From inside the prison cell he has inhabited since 1999, Bassam has founded the Brothers 4 Life gang that ran riot across Sydney last decade and even written a “constitution” he believes his family should live by.
But with his jail sentence unlikely to end anytime soon and following the deaths of his brothers Mejid and Ghassan, and his cousin Bilal, in just the past 18 months due to the bloody feud with the Alameddine clan, the family’s best known member has been dethroned as king.
The family has in recent times been looking to Ibrahem Hamze – Bassam’s younger cousin – for guidance.
While Ibrahem is himself currently behind bars on remand, the shift away from his infamous relative and an apparent complete lack of regard for his opinions is a major change in the Hamzy family’s dynamic.
“They look at Bass(am) like he’s a weirdo,” one source close to the Hamzys said.
“They all deal with his s**t and make out like they care, but there’s a groan whenever he calls. They aren’t that close with him.
“There are five or six that are close, the other ones they don’t have much to do with, but they’re still family.”
When asked how much sway Bassam held over his family in the wake of the deaths of his two brothers, the answer was clear.
“None at all. He was the boss, but now Ibby is running the ship,” the source said.
Incredible photos give an insight into just how close Ibrahem Hamze is with his family.
In recent years he has posed next to his cousins Tareek and Haissam Hamzy in front of luxury cars and at a theme park.
The trio are considered the new generation of Hamzys and were earlier this year all charged over an alleged plot to kill an Alameddine associate at a western Sydney gym.

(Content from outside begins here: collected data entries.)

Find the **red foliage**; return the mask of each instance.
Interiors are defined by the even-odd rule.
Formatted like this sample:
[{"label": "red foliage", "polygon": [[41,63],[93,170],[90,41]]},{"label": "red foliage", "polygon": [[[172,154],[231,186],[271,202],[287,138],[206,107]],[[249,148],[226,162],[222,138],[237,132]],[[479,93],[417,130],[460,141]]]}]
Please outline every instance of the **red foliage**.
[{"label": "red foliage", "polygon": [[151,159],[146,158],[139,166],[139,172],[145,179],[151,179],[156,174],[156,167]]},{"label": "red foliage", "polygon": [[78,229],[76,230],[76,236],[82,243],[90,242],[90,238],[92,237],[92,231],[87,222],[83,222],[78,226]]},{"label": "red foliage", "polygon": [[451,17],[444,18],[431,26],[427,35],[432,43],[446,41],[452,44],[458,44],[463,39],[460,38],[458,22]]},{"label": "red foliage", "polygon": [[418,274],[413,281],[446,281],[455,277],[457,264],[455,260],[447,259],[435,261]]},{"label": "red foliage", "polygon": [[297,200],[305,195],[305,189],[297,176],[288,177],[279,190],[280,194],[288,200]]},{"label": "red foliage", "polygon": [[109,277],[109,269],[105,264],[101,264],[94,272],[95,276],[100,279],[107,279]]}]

But years before those photos, Ibrahem showed off as he lay at the front of a large contingent of relatives, a few rows in front of his mum Maha whose Auburn home has been shot at a number of times over the years.
In another picture, the young leader sits smiling next to his sister and brother while on holidays.
The Daily Telegraph does not suggest that any other family pictured alongside Ibrahem have been charged or engaged in criminal activity.
Former senior NSW Police officer Ken “Slasher” McKay remembers the early days of the Hamzy clan being on the rise, long before their current contingent fell into a bloody war with the Alameddine network.
McKay said he believes the Hamzys’ continued involvement in feuds is almost passed down with each new generation in something of a paternalistic fashion.
“Their whole thinking is they’re owed all this stuff. This not working and this entitlement continues to be passed down,” he said.
“They’ll emulate him (Bassam) because they just don’t grow up and grow out of it. It’s a way of life that’s so ingrained in them.”
McKay remembers the first time Bassam came onto his radar after being jailed for a 1998 shooting murder.
“After he got sentenced, he came up on a phone that he had inside Lithgow Jail and we picked it up,” he said.
“His voice came up on a regular basis and it didn’t us take long to realise it was Bassam in jail, and he was making thousands of calls in jail.”
The founding boss of the Middle Eastern Organised Crime Squad (MEOCS) who oversaw the demise of the Brothers 4 Life gang, McKay understands the battle police are facing to end the war between the families.
“The Hamzys were around back then, but the Alameddines never raised their heads to more recent times,” he said.
“It was our belief very early on that these people aren’t going to change. The Hamzys have (followers) that are like apprentices.
“The formula that we created back then is probably the way to go you know. You have a multifaceted team of cops, you have the detectives targeting the main players and you have the uniform or street level officers picking people up on the streets.”